Les structures qui travaillent sur des enjeux sociétaux et environnementaux font face à des problèmes très complexes, multifactoriels, transdisciplinaires, qui peuvent être éclairés par de nombreuses approches comme les sciences politiques, la sociologie ou la psychologie.
On attend des associations qu’elles apportent des solutions à court terme, efficaces, mesurables : quand elles sollicitent un mécène, elles ont intérêt à présenter des chiffres qui prouvent que leur solution fonctionne. Mais on est là dans un paradigme solutionniste. Malheureusement, 95 à 98 % des efforts des associations sont dédiés à penser la solution plutôt qu’à comprendre le problème. Celles qui accompagnent les personnes sans abri, par exemple, comprennent bien le besoin social, savent comment entourer, adopter la juste posture, mais ont du mal à cerner les mécanismes qui font que, inlassablement, le sans-abrisme se perpétue.
L’approche systémique propose un regard différent pour mieux comprendre la complexité de la situation et agir de manière plus pertinente, saine, robuste et durable. Elle ne se contente pas de mettre des sparadraps sur les problèmes en sacrifiant le long terme sur l’autel de l’urgence. L’approche systémique n’est pas la panacée mais elle offre des pistes pour sortir de cette fuite en avant solutionniste et repérer tous les impacts de nos actions, positifs et négatifs – car nous faisons aussi des dégâts malgré nous.
Des dégâts que l’on appelle « effets de bord » ?
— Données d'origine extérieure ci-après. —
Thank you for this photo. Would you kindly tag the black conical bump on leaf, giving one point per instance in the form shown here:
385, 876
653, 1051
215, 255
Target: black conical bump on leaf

Oui, ce sont des effets indésirables, imprévus et difficilement attribuables à nos actions. Je peux apporter une solution avec du sens, efficace à court terme, mais qui renforce le problème à long terme ou en crée d’autres. Il suffit souvent de se poser les bonnes questions. On peut notamment se demander si les actions engagées gênent d’autres acteurs ou les incitent à ne pas faire leur travail. Les associations qui pallient les manques de l’Éducation nationale, par exemple, contribuent malheureusement en partie à son désengagement de certains sujets ou à l’hétérogénéité et la fragmentation de l’accompagnement des jeunes. Se poser les bonnes questions offre des pistes d’amélioration à la fois à court terme (les « PPPPP », les plus petits premiers pas possibles) et des perspectives de transformations plus profondes. On regarde moins à travers la lorgnette solutionniste, on se concentre moins sur un objectif à atteindre. On dézoome pour prendre en compte l’ensemble de nos influences et avoir une action globale.
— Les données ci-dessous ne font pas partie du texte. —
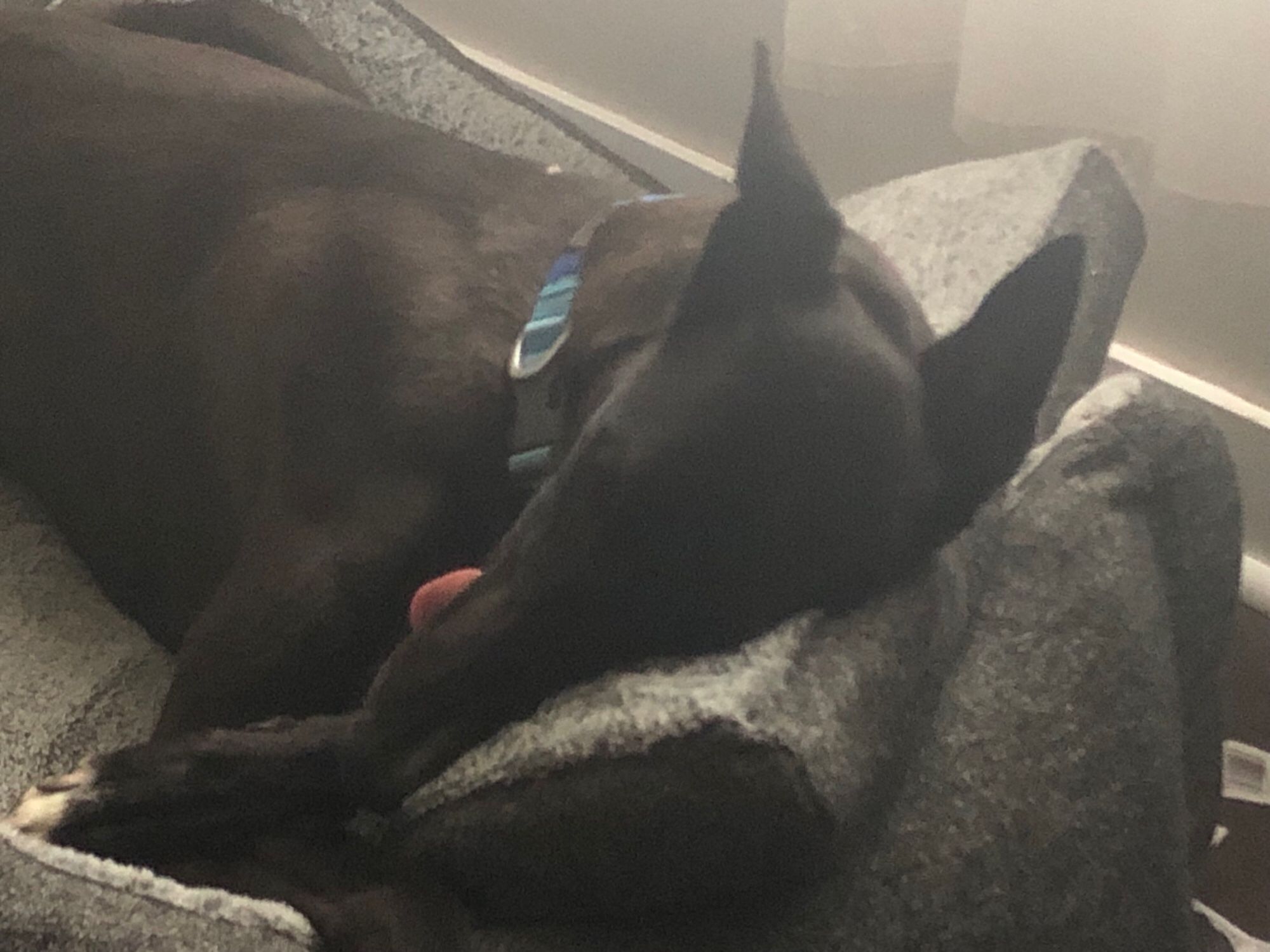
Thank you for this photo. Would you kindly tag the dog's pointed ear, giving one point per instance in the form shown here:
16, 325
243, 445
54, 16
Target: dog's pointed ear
985, 384
780, 237
772, 169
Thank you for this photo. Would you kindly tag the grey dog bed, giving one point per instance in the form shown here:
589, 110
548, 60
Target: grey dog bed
994, 757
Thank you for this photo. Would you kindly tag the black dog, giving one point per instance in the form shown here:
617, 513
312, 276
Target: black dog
257, 338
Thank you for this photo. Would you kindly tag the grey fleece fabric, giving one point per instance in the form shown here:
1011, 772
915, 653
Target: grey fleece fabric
991, 758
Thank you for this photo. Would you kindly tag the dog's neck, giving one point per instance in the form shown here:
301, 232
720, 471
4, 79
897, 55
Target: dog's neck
538, 379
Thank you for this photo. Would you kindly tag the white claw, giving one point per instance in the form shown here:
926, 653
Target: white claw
44, 807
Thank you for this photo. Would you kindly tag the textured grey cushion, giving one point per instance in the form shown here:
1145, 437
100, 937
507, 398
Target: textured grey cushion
780, 761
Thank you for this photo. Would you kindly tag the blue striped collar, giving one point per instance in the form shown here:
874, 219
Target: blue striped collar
539, 413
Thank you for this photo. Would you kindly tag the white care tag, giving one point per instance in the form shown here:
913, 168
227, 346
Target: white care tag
1245, 774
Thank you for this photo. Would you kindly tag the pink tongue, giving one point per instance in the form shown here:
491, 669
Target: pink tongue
439, 593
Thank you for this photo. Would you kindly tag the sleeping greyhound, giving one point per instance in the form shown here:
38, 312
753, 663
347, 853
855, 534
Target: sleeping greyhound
256, 366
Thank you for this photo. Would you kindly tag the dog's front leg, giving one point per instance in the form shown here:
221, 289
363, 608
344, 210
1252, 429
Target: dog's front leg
209, 795
311, 609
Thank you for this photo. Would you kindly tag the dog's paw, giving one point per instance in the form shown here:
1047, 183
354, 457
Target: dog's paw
50, 804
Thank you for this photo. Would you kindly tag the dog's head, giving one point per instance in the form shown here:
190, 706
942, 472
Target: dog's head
792, 440
765, 430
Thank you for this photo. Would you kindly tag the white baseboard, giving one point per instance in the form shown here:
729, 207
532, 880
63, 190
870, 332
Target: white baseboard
1255, 585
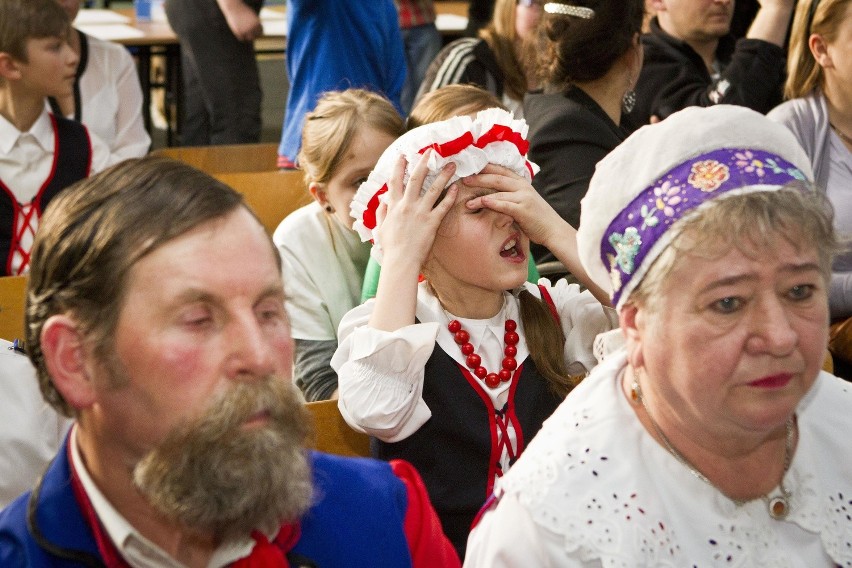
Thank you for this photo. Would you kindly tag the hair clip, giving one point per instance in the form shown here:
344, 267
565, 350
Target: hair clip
568, 10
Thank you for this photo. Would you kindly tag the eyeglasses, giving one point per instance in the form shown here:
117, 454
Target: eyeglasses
809, 23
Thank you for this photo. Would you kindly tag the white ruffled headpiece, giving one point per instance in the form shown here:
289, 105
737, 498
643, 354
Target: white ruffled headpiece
493, 137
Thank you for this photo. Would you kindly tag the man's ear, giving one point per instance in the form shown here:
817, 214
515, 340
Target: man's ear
631, 319
819, 49
9, 67
66, 358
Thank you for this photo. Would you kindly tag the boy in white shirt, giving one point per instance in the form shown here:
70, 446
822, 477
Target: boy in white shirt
40, 154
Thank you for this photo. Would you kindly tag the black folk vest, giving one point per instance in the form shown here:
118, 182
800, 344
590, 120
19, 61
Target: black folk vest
457, 451
72, 161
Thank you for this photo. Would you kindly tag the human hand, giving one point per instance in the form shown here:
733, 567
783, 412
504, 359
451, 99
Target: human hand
243, 21
409, 221
517, 198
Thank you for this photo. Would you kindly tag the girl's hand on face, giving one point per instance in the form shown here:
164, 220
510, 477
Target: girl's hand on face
409, 221
517, 198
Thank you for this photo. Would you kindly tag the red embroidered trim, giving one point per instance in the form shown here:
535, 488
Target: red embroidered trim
494, 469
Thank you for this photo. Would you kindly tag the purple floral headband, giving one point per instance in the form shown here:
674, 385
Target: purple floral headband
630, 237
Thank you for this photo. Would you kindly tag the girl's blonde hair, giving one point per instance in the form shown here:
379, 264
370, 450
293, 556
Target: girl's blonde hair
500, 35
449, 101
823, 17
331, 126
544, 336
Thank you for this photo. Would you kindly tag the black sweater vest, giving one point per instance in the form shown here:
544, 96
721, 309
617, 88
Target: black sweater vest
456, 450
72, 159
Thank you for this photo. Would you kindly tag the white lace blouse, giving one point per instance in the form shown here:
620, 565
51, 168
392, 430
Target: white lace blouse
380, 374
595, 489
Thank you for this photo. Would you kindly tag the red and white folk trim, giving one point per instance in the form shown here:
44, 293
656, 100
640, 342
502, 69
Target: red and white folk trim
493, 137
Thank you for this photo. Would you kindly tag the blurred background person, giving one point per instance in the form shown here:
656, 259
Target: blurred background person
221, 82
422, 43
334, 45
819, 113
691, 58
500, 60
590, 63
107, 96
323, 258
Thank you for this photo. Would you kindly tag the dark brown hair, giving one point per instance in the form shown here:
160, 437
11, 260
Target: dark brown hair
578, 49
21, 20
95, 231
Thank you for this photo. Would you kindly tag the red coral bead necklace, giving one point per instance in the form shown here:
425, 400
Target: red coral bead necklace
474, 361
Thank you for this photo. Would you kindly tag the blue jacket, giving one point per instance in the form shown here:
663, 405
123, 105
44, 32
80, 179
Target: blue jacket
357, 519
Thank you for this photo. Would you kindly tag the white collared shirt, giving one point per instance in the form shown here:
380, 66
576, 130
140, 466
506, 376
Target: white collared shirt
26, 162
111, 100
137, 550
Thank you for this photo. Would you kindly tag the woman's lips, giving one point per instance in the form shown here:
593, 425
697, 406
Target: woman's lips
772, 381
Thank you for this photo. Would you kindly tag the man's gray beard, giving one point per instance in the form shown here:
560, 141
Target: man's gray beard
214, 476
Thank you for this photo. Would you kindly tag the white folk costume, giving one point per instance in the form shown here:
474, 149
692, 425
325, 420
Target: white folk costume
595, 488
413, 389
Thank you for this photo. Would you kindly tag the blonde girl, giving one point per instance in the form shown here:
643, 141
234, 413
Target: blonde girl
456, 374
323, 258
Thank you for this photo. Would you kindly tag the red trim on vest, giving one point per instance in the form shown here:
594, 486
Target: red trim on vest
18, 229
494, 469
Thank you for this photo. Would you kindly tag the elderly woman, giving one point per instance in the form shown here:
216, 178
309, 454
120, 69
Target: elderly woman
711, 438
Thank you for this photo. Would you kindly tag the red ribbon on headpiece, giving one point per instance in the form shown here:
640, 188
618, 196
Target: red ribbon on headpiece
452, 147
372, 207
503, 133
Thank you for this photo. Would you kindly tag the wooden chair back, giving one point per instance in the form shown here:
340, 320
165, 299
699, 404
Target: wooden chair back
12, 296
226, 158
271, 195
333, 434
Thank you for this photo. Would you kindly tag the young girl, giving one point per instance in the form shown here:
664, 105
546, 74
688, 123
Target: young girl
323, 258
441, 104
506, 350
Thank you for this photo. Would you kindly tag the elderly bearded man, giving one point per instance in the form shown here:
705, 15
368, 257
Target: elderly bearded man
155, 316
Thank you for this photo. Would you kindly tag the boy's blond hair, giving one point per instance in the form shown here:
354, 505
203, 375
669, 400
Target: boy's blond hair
21, 20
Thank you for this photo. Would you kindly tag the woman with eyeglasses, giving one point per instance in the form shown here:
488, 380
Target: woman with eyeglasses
499, 60
819, 112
L’évaluation est-elle incontournable ?
Elle est largement généralisée. Si elle est bien faite, elle crée de l’intelligence et permet d’identifier des axes d’amélioration. Mais souvent, elle se fait à la demande des financeurs, ou sert d’outil de marketing pour les convaincre de l’intérêt des actions menées, et elle renforce la vision solutionniste. Les associations veulent prouver qu’elles ont un impact. Mais savoir si ce qu’on fait fonctionne ou pas n’a pas de sens. Réduire la complexité de nos actions à une mesure technique et s’en emparer pour clamer à quel point notre travail est formidable est un principe qui va à l’encontre de l’approche systémique.
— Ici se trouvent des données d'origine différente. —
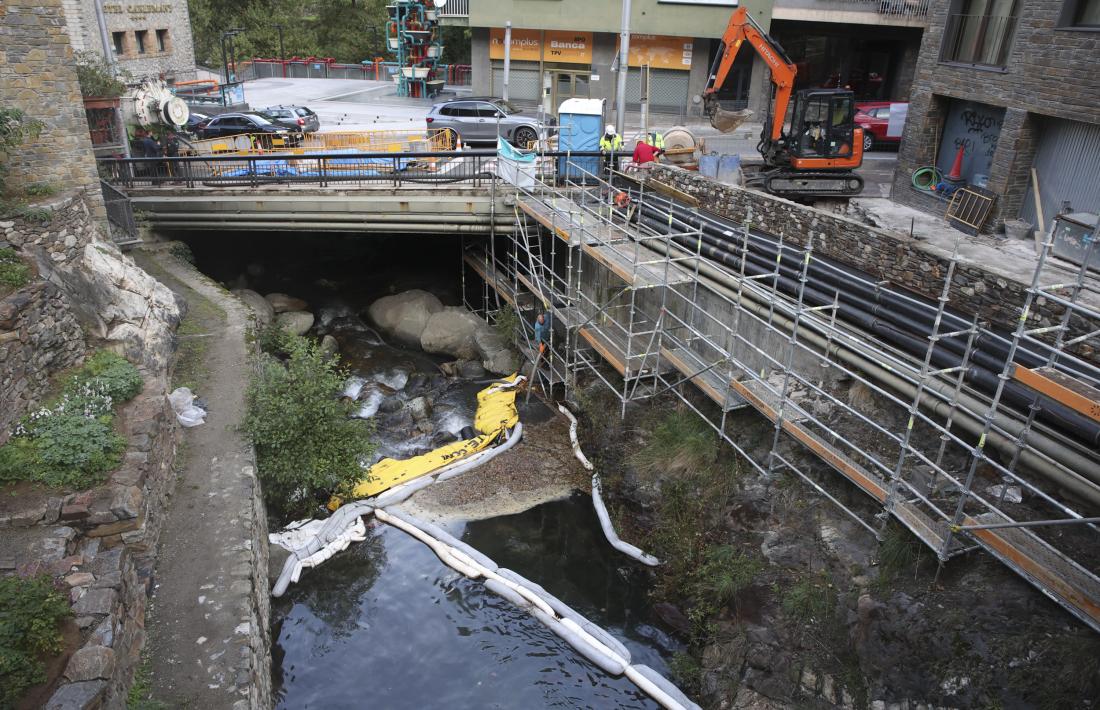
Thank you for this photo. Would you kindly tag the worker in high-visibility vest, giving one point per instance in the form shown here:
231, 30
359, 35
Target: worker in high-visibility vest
611, 142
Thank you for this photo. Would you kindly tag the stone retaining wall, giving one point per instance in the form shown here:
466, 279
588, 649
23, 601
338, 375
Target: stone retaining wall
106, 539
39, 338
884, 255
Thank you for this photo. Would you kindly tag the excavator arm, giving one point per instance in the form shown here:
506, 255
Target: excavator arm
744, 28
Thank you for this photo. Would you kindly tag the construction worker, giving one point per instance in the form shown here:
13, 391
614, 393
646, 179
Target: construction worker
542, 331
611, 142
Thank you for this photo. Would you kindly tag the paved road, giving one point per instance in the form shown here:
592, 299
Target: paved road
345, 105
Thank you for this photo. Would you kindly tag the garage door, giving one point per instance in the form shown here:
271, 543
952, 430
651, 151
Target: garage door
1066, 162
523, 83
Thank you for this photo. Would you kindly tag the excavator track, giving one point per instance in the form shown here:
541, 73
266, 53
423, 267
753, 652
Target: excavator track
806, 184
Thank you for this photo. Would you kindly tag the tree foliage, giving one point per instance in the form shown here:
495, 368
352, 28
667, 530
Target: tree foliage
30, 613
307, 445
350, 31
96, 78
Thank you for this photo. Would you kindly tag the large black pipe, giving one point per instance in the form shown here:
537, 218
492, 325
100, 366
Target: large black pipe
853, 281
1014, 394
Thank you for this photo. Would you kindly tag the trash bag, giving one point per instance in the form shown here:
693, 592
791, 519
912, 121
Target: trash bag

La plupart des pratiques d’évaluation vérifient si l’objectif est atteint, sans se demander si cet objectif est bon ni prendre en compte les dégâts collatéraux. On peut se bercer de l’illusion que ce que l’on fait est souhaitable. Le premier enjeu est moins d’essayer de mesurer l’impact – ce serait très prétentieux de notre part – que d’évaluer notre utilité, nos contributions, nos influences. Il faut changer de posture, faire preuve de curiosité, raisonner dans une logique d’apprentissage, remettre en question nos certitudes.
Le deuxième enjeu est de mettre tout en œuvre pour mieux comprendre les problèmes. L’évaluation, mais aussi tout travail d’enquête en partenariat – ou pas – avec le monde de la recherche, peut nous aider à cerner ce qu’il se passe, donc à mieux agir.